With two partners gone, the late Sheriff David Bryan and now-retired Batesville Police Chief Roger Vanlandingham oversaw the agency as a two-member control board.
The task force is now overseen by Police Chief Gerald Legge and Bryan’s widow, Ida Bryan, who is serving as interim sheriff until the special election.
According to Chandler, the task force eventually drifted into the control of the Panola County Sheriff’s Department after the departure of Tate County’s representatives.
"It’s not a county department. It’s not part of the sheriff’s department," Chandler said. "It wasn’t set up as a Panola County deal."
In a Wednesday interview, Bryan and Chief Deputy Craig Sheley said task force funding is part of the sheriff’s department budget and will be included when the department makes its budget request.
Bryan said that she has asked Sheley to present information about task force activity to the county supervisors.
"He’s the chief deputy, and I have asked him to get all of that information and present it for me," she said.
Sheley said the department will produce facts and figures that justify the task force’s mission and budget.
"It’s going to be a justification of the task force," Sheley said. "We feel like we don’t have to defend anything."
The chief deputy said that the task force has qualified for federal/state matching fund Byrne grants for 14 years.

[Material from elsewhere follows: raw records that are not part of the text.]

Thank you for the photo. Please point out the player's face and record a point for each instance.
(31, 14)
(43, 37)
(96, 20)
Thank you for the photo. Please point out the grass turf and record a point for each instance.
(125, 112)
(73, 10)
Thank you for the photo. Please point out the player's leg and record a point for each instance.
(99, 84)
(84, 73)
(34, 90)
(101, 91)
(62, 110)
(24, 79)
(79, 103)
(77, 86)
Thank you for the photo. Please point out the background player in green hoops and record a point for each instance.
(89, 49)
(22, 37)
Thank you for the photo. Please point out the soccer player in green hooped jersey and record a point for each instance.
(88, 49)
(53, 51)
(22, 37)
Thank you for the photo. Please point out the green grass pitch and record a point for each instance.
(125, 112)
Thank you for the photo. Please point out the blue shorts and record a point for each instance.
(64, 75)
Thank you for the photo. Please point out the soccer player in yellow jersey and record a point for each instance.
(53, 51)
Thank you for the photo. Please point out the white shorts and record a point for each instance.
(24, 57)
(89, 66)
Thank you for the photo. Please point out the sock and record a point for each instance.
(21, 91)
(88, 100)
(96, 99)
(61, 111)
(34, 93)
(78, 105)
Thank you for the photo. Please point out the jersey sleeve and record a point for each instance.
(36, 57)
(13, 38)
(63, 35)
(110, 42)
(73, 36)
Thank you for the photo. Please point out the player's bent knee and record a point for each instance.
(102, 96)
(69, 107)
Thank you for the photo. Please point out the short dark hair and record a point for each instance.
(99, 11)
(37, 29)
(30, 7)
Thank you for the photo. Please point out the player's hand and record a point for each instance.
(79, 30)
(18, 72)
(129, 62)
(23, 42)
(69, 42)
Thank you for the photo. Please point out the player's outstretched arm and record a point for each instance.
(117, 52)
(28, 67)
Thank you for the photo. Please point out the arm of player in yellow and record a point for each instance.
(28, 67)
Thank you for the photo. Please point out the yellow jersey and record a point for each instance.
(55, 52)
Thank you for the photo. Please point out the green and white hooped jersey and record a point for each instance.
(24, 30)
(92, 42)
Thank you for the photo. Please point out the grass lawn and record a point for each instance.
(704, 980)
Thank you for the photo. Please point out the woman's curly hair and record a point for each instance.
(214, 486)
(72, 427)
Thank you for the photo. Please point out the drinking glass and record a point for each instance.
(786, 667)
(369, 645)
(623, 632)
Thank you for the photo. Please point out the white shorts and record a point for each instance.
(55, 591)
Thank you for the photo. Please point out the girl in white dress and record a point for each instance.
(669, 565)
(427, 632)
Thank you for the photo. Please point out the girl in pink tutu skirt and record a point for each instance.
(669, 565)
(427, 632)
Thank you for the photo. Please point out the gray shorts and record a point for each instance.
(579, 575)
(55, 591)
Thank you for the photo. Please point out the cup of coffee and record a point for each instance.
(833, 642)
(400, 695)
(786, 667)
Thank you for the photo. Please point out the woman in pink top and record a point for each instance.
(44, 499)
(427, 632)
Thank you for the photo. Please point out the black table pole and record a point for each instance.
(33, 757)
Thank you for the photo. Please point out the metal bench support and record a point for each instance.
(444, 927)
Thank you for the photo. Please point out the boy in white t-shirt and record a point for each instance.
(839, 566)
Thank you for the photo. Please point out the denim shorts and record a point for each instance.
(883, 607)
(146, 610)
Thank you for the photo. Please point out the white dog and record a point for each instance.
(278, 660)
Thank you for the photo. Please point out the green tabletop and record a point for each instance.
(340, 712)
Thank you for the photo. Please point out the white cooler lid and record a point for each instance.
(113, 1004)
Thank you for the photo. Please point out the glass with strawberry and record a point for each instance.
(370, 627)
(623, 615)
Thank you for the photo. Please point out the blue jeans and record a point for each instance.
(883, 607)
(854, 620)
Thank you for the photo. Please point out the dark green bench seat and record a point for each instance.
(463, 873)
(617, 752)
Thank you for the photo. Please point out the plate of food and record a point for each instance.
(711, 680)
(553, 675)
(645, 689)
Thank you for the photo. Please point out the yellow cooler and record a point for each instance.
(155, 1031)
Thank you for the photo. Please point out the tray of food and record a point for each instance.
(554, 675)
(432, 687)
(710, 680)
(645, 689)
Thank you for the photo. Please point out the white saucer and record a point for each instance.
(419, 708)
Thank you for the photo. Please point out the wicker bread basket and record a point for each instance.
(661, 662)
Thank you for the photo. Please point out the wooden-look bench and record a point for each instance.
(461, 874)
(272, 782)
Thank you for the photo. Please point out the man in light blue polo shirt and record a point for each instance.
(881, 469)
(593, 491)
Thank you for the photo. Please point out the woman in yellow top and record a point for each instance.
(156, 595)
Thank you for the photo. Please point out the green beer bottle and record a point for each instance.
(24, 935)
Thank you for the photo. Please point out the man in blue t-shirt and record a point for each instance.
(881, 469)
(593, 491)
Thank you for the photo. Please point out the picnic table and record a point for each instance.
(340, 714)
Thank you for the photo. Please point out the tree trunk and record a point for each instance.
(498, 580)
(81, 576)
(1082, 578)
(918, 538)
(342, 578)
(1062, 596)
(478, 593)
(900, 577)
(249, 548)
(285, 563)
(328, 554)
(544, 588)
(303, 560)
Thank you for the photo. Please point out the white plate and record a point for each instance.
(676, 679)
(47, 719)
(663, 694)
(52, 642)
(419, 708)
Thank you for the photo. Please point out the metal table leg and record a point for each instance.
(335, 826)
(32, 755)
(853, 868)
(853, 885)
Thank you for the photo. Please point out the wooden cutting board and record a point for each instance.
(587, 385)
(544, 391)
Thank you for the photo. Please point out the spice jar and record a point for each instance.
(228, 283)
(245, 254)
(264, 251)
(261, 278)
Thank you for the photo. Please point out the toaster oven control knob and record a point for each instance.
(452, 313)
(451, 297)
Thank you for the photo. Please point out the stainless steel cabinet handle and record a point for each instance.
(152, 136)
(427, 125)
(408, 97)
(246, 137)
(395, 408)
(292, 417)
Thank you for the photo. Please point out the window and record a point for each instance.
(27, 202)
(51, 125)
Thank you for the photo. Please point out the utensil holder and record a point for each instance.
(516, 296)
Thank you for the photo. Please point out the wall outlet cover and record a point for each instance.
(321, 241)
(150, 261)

"This is not just a block grant," Sheley said. "They evaluate you all during the year," to monitor how the the money is spent and the evidence is handled, he added.
"There have been other multi-jurisdictional task forces that have been cut in the middle of a year," Sheley said. "We have been in good standing in this for 14 years."
Figures show the task force logged 49 convictions the first six months of the current fiscal year according to sheriff’s department figures.